Isomorphisms

• May 18th 2009, 07:24 AM
TheEmptySet
Isomorphisms
I need to prove that $\displaystyle \mathbb{Q}(\sqrt{2}) \not \cong \mathbb{Q}(\sqrt{3})$

So here is my thoughts on this:

Since $\displaystyle \mathbb{Q}$ is the prime subfield is must be fixed by any isomorphism from $\displaystyle \tau : \mathbb{Q}(\sqrt{2}) \to \mathbb{Q}(\sqrt{3})$

Since $\displaystyle \{1, \sqrt{2} \}$ is a basis for $\displaystyle \mathbb{Q}(\sqrt{2})$ and $\displaystyle \{1, \sqrt{3} \}$ is a basis for $\displaystyle \mathbb{Q}(\sqrt{3})$

The isomorphism must be of the form

$\displaystyle \tau(a+b\sqrt{2})=a+b{\sqrt{3}}$ or $\displaystyle \tau(a+b\sqrt{2})=a-b{\sqrt{3}}$

Both of these only work for the addative group structure, but don't preserve multiplication. So they are not isomorphisms.

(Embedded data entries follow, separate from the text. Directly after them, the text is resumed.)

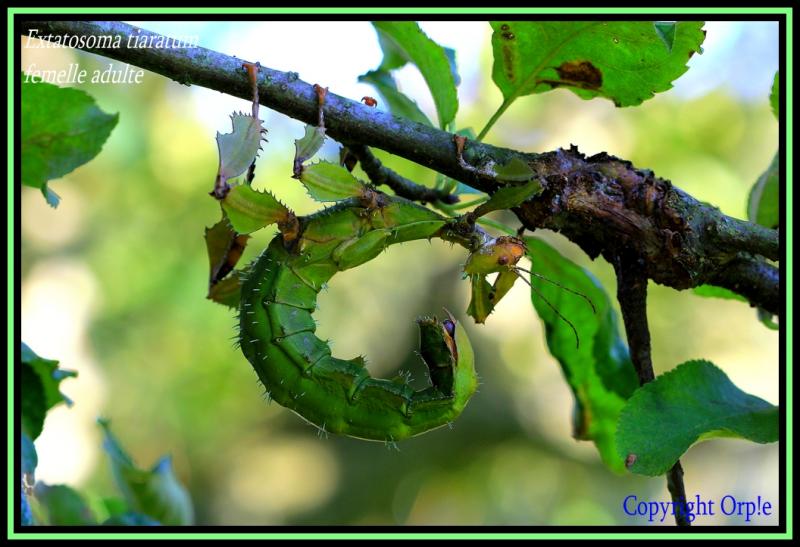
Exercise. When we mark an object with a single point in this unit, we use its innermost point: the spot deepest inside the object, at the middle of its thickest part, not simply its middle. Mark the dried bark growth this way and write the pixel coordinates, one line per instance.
(602, 203)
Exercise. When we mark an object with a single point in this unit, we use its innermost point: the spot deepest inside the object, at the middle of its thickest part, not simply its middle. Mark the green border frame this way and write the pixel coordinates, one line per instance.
(786, 326)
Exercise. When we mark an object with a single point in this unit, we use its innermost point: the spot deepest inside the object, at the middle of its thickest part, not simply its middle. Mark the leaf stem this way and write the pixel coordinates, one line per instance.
(496, 116)
(632, 296)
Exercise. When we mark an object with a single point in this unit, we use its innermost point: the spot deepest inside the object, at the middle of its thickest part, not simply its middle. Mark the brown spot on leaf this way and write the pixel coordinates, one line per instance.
(508, 62)
(580, 73)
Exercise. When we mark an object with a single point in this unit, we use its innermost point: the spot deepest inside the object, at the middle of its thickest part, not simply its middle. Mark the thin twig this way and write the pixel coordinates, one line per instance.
(632, 296)
(379, 174)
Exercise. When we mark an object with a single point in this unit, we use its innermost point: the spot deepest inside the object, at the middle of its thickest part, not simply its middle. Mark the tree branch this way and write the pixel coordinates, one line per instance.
(401, 186)
(602, 203)
(632, 296)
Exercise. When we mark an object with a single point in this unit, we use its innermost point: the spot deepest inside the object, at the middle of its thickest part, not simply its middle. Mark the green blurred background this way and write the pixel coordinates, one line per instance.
(114, 285)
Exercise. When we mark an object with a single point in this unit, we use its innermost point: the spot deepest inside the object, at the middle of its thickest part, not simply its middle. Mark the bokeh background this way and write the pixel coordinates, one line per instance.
(114, 284)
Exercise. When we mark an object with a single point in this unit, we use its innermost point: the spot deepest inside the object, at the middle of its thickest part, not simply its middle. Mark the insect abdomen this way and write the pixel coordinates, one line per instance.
(298, 371)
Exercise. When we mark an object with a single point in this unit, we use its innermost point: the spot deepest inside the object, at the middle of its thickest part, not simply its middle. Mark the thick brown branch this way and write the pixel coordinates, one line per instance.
(401, 186)
(604, 204)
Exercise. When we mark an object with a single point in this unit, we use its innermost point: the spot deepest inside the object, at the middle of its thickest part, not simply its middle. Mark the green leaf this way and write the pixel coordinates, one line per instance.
(508, 197)
(398, 103)
(156, 493)
(775, 95)
(225, 248)
(227, 292)
(63, 505)
(479, 305)
(61, 129)
(763, 204)
(693, 402)
(239, 148)
(624, 61)
(29, 459)
(327, 181)
(516, 170)
(40, 389)
(131, 519)
(405, 40)
(666, 31)
(599, 372)
(767, 319)
(710, 291)
(250, 210)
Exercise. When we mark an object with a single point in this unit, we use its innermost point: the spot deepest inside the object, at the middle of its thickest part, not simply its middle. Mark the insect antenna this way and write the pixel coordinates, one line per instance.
(540, 276)
(546, 301)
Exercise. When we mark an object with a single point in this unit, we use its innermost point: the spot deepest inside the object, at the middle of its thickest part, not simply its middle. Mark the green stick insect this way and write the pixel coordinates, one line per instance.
(278, 292)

Therefore $\displaystyle \mathbb{Q}(\sqrt{2}) \not \cong \mathbb{Q}(\sqrt{3})$

I feel unsatisfied with the above proof. Another thought that I had was since \mathbb{Q}(\sqrt{2}) has only two automorphism showing that neither of those could be made into an isomorphism to $\displaystyle \mathbb{Q}(\sqrt{3})$ but that came up empty.

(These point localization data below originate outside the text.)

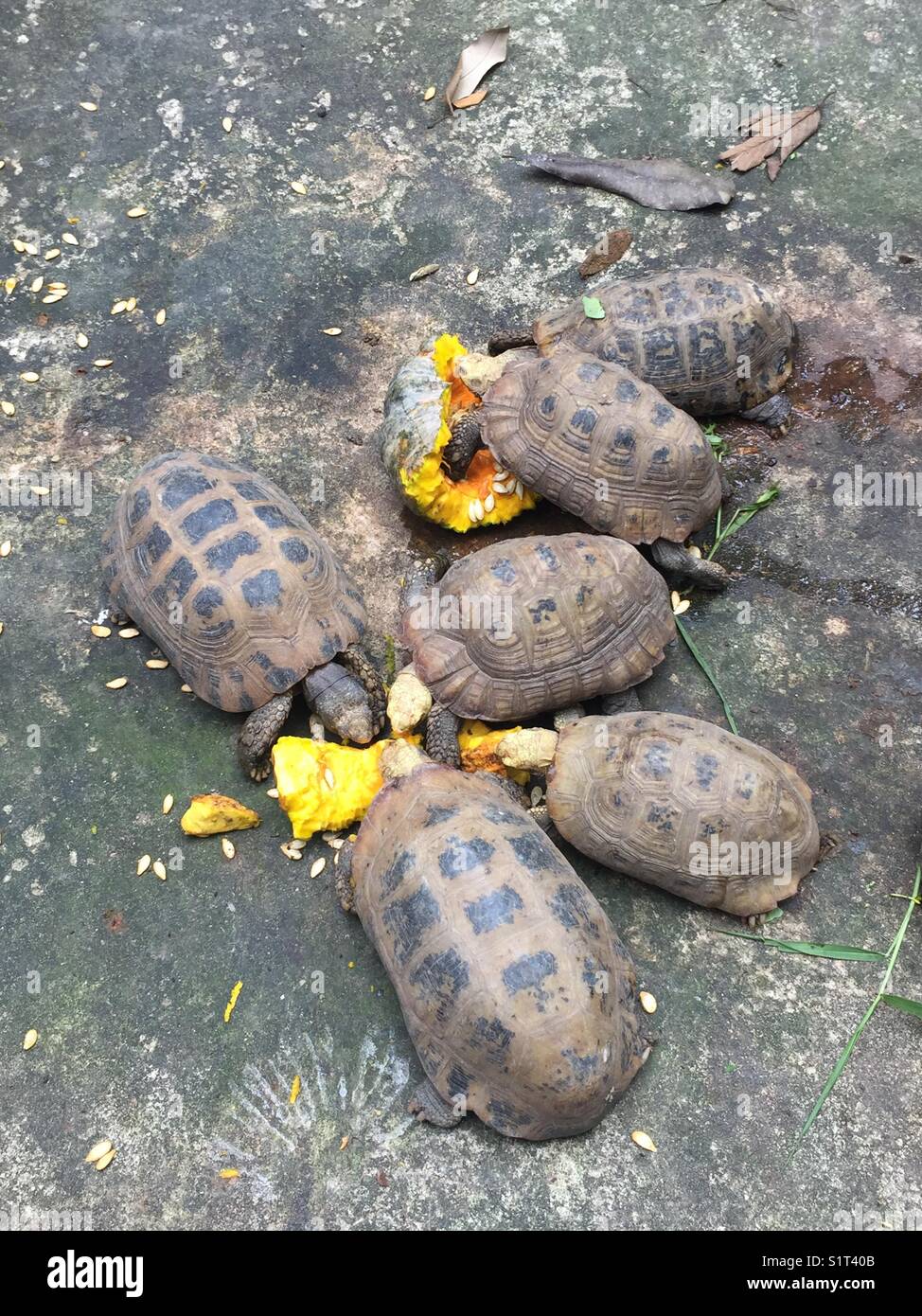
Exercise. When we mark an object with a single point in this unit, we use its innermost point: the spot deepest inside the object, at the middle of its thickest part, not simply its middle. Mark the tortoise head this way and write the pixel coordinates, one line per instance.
(479, 371)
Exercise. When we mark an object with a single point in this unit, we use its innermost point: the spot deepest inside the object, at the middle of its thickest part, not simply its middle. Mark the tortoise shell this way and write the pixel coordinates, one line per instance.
(540, 623)
(710, 341)
(517, 994)
(223, 573)
(684, 806)
(597, 441)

Any thoughts or comments would be awsome.

Thanks

TES
• May 18th 2009, 08:31 AM
Swlabr
This came up in a thread a couple of days ago, I believe. Take $\displaystyle \phi: \mathbb{Q}(\sqrt{2}) \rightarrow \mathbb{Q}(\sqrt{3})$ and look at where $\displaystyle \sqrt{2}$ maps to. Square it, and then in a few lines you can see that the thing you're mapping to must be outwith $\displaystyle \mathbb{Q}(\sqrt{3})$.

• May 18th 2009, 09:52 PM
Isomorphism
sah_mat has a solution to the problem:Try this
• May 18th 2009, 10:15 PM
TheEmptySet
Thanks I have something similar. I guess the reason I feel unsatified is the proof is out of place in my text. In Dummit and Foote this is in the beginning of chapter 14(the beginning of Galois theory), but I didn't use anything from the current chapter. I used only tools from the previous chapter 13. Of course this is not a reason to think a proof is incorrect, but it does make me suspect that I may have missed an applicaiton of a more recent idea.
• May 23rd 2009, 06:05 PM
ThePerfectHacker
Quote:

Originally Posted by TheEmptySet
I need to prove that $\displaystyle \mathbb{Q}(\sqrt{2}) \not \cong \mathbb{Q}(\sqrt{3})$

So here is my thoughts on this:

Since $\displaystyle \mathbb{Q}$ is the prime subfield is must be fixed by any isomorphism from $\displaystyle \tau : \mathbb{Q}(\sqrt{2}) \to \mathbb{Q}(\sqrt{3})$

Since $\displaystyle \{1, \sqrt{2} \}$ is a basis for $\displaystyle \mathbb{Q}(\sqrt{2})$ and $\displaystyle \{1, \sqrt{3} \}$ is a basis for $\displaystyle \mathbb{Q}(\sqrt{3})$

The isomorphism must be of the form

$\displaystyle \tau(a+b\sqrt{2})=a+b{\sqrt{3}}$ or $\displaystyle \tau(a+b\sqrt{2})=a-b{\sqrt{3}}$

Both of these only work for the addative group structure, but don't preserve multiplication. So they are not isomorphisms.

Therefore $\displaystyle \mathbb{Q}(\sqrt{2}) \not \cong \mathbb{Q}(\sqrt{3})$

I feel unsatisfied with the above proof. Another thought that I had was since \mathbb{Q}(\sqrt{2}) has only two automorphism showing that neither of those could be made into an isomorphism to $\displaystyle \mathbb{Q}(\sqrt{3})$ but that came up empty.

Any thoughts or comments would be awsome.

Thanks

TES

It is not hard to show $\displaystyle \tau (r) = r, r\in \mathbb{Q}$.

Notice that $\displaystyle \tau(\sqrt{2})^2 = \tau(\sqrt{2}^2) = \tau(2) = 2$. Therefore, $\displaystyle \tau(\sqrt{2}) = \pm \sqrt{2}$.
This means, $\displaystyle \tau(a+b\sqrt{2}) = a \pm b\sqrt{2}$.
Now argue that $\displaystyle \sqrt{3} \not = c + d\sqrt{2}$ for any $\displaystyle c,d\in \mathbb{Q}$.